Saudi women would not only teach themselves to read, write and cook, but they would also sew, style and cut their own clothes. Al-Bassam said many women would make their clothing at home using fashion magazines such as Egypt’s Hawwa’a (Eve) to glean the latest trends.
She said fashion in the region was also reinvented amid technological advancements in the industry: It shifted from hand-sewn to machine-made, from embroidery to painting, and from home-made to store-bought.
Historians claim that abayas, which are now considered official female dress, were first introduced 80 years ago.
They were not common at first, as women rarely left the house, but were used when they went to the market. Little girls would wear a traditional headpiece called Al-Bukhnuq when playing outside.
The abaya took on many forms: It was first worn over the head, then transitioned to a shawl-like garment, before being worn over the shoulders during the 1990s — much like today.
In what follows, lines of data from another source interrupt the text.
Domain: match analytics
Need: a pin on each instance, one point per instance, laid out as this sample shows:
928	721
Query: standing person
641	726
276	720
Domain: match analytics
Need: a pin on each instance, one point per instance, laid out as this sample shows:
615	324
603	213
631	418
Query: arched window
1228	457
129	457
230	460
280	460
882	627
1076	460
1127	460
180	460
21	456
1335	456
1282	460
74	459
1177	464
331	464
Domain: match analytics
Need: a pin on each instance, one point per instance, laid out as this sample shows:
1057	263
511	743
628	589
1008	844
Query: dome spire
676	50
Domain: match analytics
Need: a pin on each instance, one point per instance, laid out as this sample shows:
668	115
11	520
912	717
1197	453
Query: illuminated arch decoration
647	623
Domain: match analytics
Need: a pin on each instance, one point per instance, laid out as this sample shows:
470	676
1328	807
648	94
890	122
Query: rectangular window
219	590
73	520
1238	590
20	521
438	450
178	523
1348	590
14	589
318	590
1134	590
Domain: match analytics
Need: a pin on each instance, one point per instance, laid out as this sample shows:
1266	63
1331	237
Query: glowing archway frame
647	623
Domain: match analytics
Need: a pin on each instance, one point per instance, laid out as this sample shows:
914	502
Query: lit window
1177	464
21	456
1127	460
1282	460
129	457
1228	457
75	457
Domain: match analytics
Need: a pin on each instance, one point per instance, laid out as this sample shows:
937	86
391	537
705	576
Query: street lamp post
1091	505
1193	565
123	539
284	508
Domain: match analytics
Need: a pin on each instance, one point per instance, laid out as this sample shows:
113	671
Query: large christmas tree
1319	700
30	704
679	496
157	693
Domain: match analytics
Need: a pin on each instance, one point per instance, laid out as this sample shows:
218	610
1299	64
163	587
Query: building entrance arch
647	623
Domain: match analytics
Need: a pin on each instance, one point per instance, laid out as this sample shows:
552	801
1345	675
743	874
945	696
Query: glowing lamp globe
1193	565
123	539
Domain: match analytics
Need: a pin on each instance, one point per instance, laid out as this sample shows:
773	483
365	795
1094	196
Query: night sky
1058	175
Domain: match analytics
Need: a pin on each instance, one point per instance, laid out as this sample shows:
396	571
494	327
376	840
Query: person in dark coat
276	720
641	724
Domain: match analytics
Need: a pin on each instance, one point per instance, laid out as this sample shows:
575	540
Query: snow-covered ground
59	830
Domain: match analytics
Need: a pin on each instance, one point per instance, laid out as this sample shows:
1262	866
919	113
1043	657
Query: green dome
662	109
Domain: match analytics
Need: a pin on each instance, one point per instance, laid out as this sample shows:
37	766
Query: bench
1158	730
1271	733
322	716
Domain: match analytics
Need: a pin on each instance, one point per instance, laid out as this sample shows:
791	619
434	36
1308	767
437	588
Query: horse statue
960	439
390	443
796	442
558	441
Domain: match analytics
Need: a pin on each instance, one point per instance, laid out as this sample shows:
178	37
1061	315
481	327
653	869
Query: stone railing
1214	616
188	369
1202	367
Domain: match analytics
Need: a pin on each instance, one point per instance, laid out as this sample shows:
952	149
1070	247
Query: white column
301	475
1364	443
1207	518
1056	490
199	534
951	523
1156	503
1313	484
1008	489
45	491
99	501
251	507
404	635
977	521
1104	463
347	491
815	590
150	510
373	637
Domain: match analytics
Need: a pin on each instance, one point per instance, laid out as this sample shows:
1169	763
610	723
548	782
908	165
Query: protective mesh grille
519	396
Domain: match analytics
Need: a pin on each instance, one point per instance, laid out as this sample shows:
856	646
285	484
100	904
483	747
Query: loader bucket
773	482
It was made exclusively in black, and embroidery on the sleeves and the hem was introduced in the early 2000s.
Jeddah fashionistas led the way in creating designs with colored fabrics. They started with muted colors such as gray and navy blue, until brighter colors and designs were normalized and arrived in Najd.
The head abaya is still worn by many Saudis today but is made with much lighter and softer materials.
While an increasing number of Saudi women now wear modern Western styles, the abaya is still a staple in every closet.
For men, thobes have always been standard and are mandatory in most schools and workplaces. Only recently have trousers pants and T-shirts made their way into Saudi fashion and local brands.
Men’s thobes have over the years developed only in their fit, stitching and material depending on the season, but overall have maintained their authenticity. They are considered suitable dress for any occasion, whether men are at work, out and about or at social gatherings. On formal occasions, it is traditional to accompany the thobe with the shemagh or ghutra, agal and bisht. Some men also wear cufflinks to elevate the look.
“You still see our traditional clothes because our country was never colonized, while in other Arab countries you’ll see them all wearing suits,” Al-Bassam said.
“We must hold on to our traditional clothing because it’s an identity derived from our roots and shapes our unique character as a nation across the globe.”